Tips For Moving Out of Your Parents’ House
Whether you just graduated college and you want to strike out on your own or you’re in your 30s and have finally decided to move out of the nest, there’s no doubt this is an exciting time for you. Yes, you’ll have challenges without the safety net of Mom and Dad, but it’s time to face this next chapter in your life and embrace it with gusto.
Moving out of your parents’ house doesn’t have to be daunting. Get yourself a good mover and get going! Here are some tips to help you.
Choose the Right Time
You may assume that you should move out of your parents’ house as soon as you hit 18. But just because you’re technically an adult doesn’t mean you have the resources, experience or financial means to do so. According to the Bureau of Labor Statistics, the average age most people move out of the parental home is about 19, but this number could be due to the fact that many young adults go off to college for at least four years and sometimes more.
Further, by the age of 27, 90 percent of young adults have moved out of their parents’ homes at least once. Other research puts the average age to move out of the parental home at between the ages of 24 and 27. So the numbers are all over the map. One thing’s for sure: don’t rush the decision. Choose the right time so it’s right for you.
Remember, financial independence is very expensive, not to mention the emotional toll it takes to completely manage your own responsibilities. If you move too early, you could be plagued with a tanking credit score and mental health issues as you struggle to make ends meet. Your first move should ideally be paired with a good quality of life.
You may be ready to move if you:
- Have enough in your savings and make enough to cover your bills.
- Are keeping your level of debt under control.

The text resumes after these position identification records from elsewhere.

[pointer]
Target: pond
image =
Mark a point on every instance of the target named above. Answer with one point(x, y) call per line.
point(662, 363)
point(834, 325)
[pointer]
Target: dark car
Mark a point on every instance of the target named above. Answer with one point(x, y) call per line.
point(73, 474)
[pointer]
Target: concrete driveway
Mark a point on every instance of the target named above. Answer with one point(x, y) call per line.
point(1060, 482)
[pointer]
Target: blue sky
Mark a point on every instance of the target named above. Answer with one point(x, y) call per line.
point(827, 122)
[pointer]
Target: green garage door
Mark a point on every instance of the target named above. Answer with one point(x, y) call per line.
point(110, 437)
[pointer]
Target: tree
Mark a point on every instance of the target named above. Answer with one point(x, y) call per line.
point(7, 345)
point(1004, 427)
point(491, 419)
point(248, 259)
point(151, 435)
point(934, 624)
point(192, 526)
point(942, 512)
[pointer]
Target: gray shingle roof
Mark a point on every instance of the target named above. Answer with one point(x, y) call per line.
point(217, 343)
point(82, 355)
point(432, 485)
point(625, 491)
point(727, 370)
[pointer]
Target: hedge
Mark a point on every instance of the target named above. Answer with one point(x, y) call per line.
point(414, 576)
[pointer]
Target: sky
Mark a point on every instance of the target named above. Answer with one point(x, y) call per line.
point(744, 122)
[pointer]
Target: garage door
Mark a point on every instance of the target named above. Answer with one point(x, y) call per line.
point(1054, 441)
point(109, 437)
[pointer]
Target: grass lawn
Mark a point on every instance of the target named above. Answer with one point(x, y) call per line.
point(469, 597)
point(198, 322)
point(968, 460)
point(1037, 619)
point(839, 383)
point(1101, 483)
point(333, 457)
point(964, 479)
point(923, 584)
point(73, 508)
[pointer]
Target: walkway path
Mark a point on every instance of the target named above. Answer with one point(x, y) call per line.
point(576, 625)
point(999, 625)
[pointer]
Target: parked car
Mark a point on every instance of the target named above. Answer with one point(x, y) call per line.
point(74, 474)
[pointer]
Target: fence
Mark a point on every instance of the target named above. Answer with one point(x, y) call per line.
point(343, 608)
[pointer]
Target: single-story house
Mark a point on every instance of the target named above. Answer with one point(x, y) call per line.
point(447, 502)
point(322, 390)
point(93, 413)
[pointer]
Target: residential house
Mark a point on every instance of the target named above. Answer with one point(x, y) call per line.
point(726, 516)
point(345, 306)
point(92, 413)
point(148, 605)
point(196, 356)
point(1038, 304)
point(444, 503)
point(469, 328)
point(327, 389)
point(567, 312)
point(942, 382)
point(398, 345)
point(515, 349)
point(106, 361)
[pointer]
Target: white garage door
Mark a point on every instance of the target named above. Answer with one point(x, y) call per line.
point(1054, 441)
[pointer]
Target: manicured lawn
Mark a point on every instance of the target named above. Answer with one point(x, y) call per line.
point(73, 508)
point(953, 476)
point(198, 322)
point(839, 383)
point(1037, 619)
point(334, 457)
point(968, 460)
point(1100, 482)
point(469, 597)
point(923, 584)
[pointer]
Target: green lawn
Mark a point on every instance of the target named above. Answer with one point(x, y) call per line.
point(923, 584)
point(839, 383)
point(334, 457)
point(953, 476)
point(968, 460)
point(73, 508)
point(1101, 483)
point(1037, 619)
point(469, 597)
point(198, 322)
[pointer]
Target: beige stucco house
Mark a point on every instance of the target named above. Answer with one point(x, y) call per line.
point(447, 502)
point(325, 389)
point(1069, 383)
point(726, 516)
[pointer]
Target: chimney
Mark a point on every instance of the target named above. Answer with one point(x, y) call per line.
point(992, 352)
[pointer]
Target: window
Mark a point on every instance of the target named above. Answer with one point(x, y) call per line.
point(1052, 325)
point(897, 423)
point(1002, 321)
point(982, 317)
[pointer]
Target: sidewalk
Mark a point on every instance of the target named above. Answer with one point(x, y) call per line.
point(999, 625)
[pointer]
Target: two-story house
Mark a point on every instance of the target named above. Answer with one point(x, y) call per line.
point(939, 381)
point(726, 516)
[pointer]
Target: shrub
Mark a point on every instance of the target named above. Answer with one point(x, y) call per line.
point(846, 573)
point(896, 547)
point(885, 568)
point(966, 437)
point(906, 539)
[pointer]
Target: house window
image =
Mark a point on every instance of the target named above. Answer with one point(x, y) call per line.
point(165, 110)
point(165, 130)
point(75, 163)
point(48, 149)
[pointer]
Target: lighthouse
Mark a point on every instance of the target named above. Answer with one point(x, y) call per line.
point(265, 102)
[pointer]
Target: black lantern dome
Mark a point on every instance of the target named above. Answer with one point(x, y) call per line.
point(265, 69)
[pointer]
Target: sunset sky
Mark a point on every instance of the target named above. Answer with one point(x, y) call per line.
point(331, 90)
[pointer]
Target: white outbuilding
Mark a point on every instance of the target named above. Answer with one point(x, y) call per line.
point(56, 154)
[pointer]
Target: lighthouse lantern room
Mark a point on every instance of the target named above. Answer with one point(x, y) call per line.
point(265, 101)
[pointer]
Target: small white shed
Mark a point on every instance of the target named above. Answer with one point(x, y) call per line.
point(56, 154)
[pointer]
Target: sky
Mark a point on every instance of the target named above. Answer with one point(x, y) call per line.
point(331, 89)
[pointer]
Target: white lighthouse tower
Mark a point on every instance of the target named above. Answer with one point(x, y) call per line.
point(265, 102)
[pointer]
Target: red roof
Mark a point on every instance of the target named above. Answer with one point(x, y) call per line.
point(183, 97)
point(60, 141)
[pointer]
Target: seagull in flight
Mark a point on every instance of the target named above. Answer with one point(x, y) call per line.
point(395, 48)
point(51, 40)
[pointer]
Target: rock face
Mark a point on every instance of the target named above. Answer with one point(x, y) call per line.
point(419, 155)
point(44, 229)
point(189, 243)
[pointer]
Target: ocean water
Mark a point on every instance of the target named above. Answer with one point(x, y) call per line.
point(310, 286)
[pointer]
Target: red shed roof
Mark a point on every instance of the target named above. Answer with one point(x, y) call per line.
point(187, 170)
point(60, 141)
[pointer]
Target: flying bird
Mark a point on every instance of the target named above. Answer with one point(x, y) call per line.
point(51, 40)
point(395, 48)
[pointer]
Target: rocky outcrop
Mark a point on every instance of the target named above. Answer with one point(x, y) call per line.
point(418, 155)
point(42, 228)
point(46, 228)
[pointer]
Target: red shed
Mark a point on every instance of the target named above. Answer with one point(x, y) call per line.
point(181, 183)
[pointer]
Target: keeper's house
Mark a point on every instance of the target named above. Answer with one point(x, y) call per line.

- Have emergency savings to use if unexpected bills arise or if you lose your job.
- Are able to cover your rental fees, deposits, and renters’ insurance — or mortgage if you have bought a home.

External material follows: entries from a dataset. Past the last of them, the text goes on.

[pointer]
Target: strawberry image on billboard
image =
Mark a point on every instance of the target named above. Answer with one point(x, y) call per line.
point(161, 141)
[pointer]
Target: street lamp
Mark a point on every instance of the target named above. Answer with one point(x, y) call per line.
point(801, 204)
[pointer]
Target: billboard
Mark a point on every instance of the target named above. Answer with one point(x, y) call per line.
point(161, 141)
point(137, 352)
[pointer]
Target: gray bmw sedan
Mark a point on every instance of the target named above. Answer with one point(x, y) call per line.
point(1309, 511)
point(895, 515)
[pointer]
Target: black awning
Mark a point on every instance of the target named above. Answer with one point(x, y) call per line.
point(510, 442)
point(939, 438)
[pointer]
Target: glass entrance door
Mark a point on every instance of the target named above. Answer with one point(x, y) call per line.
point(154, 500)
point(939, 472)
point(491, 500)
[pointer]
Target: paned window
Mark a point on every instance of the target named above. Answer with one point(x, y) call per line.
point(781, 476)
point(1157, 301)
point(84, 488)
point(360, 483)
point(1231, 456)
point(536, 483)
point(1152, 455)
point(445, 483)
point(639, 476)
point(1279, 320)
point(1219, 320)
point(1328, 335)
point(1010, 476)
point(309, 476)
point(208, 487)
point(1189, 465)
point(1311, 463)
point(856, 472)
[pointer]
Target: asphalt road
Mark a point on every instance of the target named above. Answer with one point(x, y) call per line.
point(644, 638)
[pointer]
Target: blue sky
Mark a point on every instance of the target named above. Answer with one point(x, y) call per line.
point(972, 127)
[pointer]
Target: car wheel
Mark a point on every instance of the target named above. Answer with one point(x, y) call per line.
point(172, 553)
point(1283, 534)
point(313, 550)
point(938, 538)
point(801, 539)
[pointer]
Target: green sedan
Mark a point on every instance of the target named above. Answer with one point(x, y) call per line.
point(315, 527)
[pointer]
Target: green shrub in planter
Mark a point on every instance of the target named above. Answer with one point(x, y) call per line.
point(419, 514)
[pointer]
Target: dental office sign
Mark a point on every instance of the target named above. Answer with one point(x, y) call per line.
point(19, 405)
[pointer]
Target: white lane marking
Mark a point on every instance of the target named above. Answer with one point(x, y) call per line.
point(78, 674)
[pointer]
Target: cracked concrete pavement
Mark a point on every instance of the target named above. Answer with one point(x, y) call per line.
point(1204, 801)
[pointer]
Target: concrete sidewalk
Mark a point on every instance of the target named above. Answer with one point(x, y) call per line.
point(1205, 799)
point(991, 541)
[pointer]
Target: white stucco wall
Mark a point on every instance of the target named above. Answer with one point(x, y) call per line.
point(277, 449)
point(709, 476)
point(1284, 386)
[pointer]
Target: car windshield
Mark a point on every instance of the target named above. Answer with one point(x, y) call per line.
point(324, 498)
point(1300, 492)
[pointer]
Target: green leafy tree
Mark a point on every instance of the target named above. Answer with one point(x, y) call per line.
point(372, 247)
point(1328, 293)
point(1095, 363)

- Are no longer relying on your parents as disciplinarians.
Secure a Reliable Income
Not many teens and young adults quite know what it takes to achieve at least some semblance of financial security. This is why coming up with a budget is so important. Your income must be able to support your debt payments, rent or mortgage, daily expenses, vehicle operation and gas, food, and medical bills. Independence will give you freedom and control over your funds, but make sure you’re in a good place before you take the leap. It can take years to repair a bad credit score, so make sure your budget accounts for:
- Car payments
- Vehicle repairs and maintenance
- Medical insurance
- Transportation costs
- Groceries and clothing
- Internet service providers
- Emergency fund
Be Realistic About the Rental Market
The rental market is just as hot and competitive as the home sales market. Before you move to a new apartment on your own, know the monthly rental rates in your area, as well as the cost of living. Rental rates vary by neighborhood so make sure you’re fully researching your options.

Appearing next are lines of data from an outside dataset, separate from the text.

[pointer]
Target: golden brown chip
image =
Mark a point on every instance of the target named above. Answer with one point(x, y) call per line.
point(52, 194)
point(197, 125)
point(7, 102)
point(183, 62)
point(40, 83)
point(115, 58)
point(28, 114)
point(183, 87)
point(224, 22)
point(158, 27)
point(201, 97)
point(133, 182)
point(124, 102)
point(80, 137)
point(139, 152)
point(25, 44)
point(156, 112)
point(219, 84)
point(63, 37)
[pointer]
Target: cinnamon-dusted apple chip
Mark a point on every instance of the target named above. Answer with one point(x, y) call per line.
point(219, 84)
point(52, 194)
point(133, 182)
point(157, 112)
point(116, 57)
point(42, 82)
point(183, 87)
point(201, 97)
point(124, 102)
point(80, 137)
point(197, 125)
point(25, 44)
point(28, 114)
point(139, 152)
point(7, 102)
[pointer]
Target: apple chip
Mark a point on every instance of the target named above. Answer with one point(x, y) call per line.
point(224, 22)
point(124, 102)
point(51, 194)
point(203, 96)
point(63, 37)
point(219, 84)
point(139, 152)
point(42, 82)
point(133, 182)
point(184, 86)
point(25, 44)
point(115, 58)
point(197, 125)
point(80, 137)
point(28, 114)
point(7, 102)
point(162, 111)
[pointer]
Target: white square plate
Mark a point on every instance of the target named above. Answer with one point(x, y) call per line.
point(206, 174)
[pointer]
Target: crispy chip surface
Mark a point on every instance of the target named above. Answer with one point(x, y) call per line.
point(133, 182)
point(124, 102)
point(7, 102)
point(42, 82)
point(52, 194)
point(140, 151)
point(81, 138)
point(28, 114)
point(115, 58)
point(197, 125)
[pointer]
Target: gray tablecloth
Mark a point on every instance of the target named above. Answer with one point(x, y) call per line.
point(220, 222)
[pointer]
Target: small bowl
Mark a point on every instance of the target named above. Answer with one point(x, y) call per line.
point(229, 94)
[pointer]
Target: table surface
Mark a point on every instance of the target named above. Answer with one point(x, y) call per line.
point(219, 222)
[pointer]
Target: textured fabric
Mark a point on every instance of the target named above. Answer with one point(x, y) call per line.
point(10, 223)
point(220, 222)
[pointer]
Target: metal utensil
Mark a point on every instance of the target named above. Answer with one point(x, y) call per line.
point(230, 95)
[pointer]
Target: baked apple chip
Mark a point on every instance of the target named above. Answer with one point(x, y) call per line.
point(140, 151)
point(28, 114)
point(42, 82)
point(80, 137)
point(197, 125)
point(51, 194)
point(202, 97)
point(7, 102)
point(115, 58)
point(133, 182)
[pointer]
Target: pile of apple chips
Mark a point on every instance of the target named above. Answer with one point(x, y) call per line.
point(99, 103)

Make sure you can come up with the security deposit, first and last months’ rents, broker fees, and money for furnishings. Understand the rental process. You will have to fill out an application and sign a lease. The landlord will also pull a credit report and likely a background check as well. Be prepared to pay a small fee for processing costs.
Don’t be Ashamed to Ask Your Parents For Help
You may be moving out on your own to face the world, but hey, we all still need our parents, right? Whether that’s in the form of advice or financial help, don’t be ashamed to ask your parents to help you out. They’ve been there, done that, so they know a thing or two about adulting. They can help you read the fine print on your insurance policies and rental agreements, backed by the emotional support you’ll need to get through your first move.